Le grand défi de la prochaine génération de frugalistes sera de trouver l’alternative aux marchés boursiers. D’autres solutions se révéleront-elles plus résilientes en temps de crise, tout en étant, sur la durée, respectueuses des aspirations sociales et environnementales des individus ?
Par exemple avec le crowdfunding immobilier, il est possible d’associer un investissement dans un projet immobilier, à vocation sociale, à une forte rentabilité. Le crowdfunding verse un rendement annuel proche de 10% pour des projets de logements neufs (sociaux ou non) dont la crise actuelle nous rappelle la nécessité de construire. Sans compter que cette catégorie de crowdfunding présente une résilience accrue face à la crise, l’arrêt abrupt des chantiers fait peser un risque de retard sur la plupart des opérations en cours, mais cela ne signifie pas nécessairement une baisse du rendement pour les investisseurs privés.[2]
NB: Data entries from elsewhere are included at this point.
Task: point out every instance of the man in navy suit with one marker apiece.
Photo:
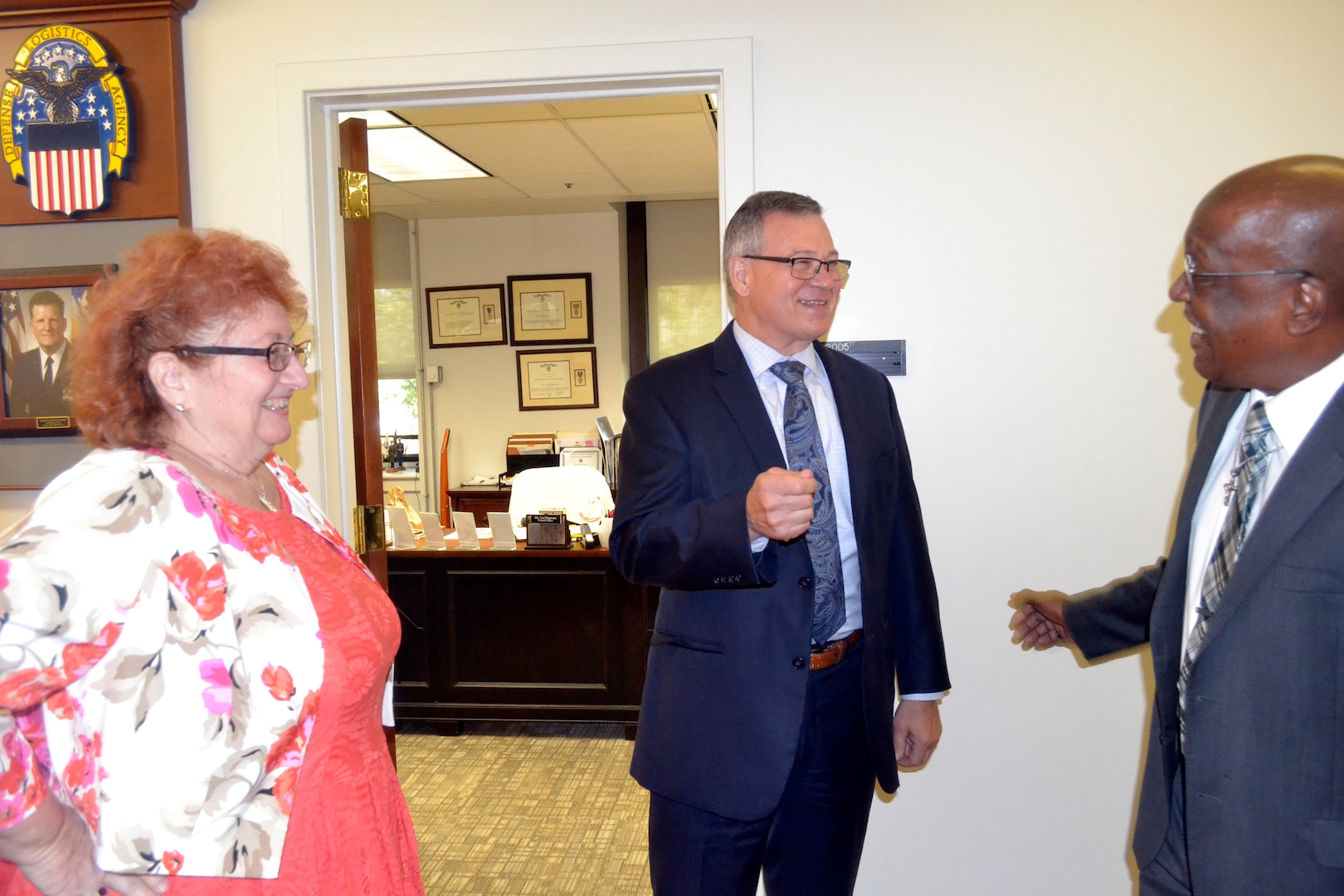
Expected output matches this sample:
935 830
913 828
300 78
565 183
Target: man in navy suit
1244 786
758 742
39 379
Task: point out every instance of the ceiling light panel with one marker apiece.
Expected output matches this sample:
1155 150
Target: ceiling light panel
399 152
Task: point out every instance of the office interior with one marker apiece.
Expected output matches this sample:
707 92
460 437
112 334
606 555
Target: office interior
1011 180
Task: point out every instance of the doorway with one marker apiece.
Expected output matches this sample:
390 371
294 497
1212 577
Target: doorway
323 90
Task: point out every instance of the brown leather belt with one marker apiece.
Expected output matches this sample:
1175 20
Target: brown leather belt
834 652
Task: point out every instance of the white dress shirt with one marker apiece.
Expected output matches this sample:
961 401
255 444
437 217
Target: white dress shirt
1292 414
760 359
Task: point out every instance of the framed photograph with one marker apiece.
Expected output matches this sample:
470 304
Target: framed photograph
39 314
550 308
465 316
550 379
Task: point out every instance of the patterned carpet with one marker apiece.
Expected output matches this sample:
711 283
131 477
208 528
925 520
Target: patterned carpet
515 809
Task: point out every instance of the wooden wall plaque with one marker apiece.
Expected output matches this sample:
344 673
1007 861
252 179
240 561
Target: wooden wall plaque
145 41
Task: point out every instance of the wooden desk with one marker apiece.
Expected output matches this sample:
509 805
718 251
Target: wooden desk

Mais il faudra encore de longs efforts de pédagogie pour que l’idée s’ancre dans tous les esprits. La tentation semble forte de recommencer comme avant pour sortir plus vite de la crise. La plongée de la consommation, partout dans le monde, fait redouter chez les économistes, une récession, voire une dépression – 42 % des Français ont déjà réduit leur consommation et les achats d’impulsion sont en chute libre –.Alors demain, tous frugalistes ?
[1] La première théorisation du frugalisme apparaît en 1992 dans l’ouvrage « Your Money or Your Life » de Vicki Robin et Joe Dominguez. En 2010, Jacob Lund Fisker popularisme l’acronyme FIRE, dans son ouvrage « Early retirement Extreme ». Au cours de la période, des chercheurs proposent une modélisation « mathématique » du projet, tandis que Peter Jonathan Adeney avec son blog Mr. Money Mustache, ouvre la notion au grand public.
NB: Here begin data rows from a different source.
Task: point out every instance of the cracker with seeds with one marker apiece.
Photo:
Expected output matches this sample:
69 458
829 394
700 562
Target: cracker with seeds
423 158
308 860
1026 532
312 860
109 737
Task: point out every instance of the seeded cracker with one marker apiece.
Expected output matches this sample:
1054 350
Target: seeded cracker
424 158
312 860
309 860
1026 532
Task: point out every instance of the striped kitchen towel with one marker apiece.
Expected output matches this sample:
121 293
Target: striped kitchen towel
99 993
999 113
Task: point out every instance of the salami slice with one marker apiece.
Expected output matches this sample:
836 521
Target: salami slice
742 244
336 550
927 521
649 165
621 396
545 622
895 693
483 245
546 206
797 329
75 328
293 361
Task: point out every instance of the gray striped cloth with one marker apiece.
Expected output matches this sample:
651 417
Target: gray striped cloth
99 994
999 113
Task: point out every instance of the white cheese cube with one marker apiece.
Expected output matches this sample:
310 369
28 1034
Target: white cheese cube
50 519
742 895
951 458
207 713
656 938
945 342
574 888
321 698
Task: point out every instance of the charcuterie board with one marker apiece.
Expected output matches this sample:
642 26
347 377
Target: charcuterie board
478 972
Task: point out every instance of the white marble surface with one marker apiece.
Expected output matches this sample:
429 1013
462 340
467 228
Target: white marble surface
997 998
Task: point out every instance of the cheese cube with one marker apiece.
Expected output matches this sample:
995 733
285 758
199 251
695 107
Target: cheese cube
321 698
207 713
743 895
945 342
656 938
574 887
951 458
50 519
[2] Les investisseurs privés pourraient, au contraire, dans la majorité des cas, percevoir des intérêts plus élevés que prévu (puisque la durée des emprunts peut être prolongée en cas de retard au détriment des marges des opérateurs). Sauf, si le promoteur n’est plus en capacité de rembourser, dans ce cas, le retard peut se transformer en défaut de paiement.